B is for Better Late Than Never
The thought often crosses my mind that I could have accomplished so much more if I had gotten sober and into recovery much sooner. This line of thinking is fairly useless and only leads me to self-pity and shame which leads to drinking and the cycle starts again.. It is best to live in the today and be grateful for the sobriety I do have. The very real truth is I could have never quit drinking. I am close to people who still drink at alcoholic levels.
Someone with far more life experience and sobriety told me that often in an alcoholic's late 30's or early 40's their life begins to implode. That was very much the case for me. I got sober at 38 and the implosion of relationships, finances and health were in pieces all around me. The alcoholic cycle was in full motion. I would wake up sick and hungover just to work through it, just to drink and pass out to find myself there the next day. Like kids in a revolving door spinning over and over and over my daily hell left me feeling like there was absolutely no way out.
In the last several years I have had the honor of meeting a lot of men much older and a few with less time sober. Many are so filled with gratitude and joy for the gift of sobriety that has been given to them.

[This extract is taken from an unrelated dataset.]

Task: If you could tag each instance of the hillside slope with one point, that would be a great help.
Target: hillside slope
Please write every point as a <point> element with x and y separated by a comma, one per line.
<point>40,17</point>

It is in the tears and stories of these men that I can see how much I truly have. I can look at my past and see so many days squandered in a wasted life or I can see invaluable lessons that have lead me to this moment. Many of those painful lessons continue to shape my life today. Now whenever I feel the twinge of regret about something in the past I try to look for some the actions in the present that can counter those feelings and create a future I can be excited to see.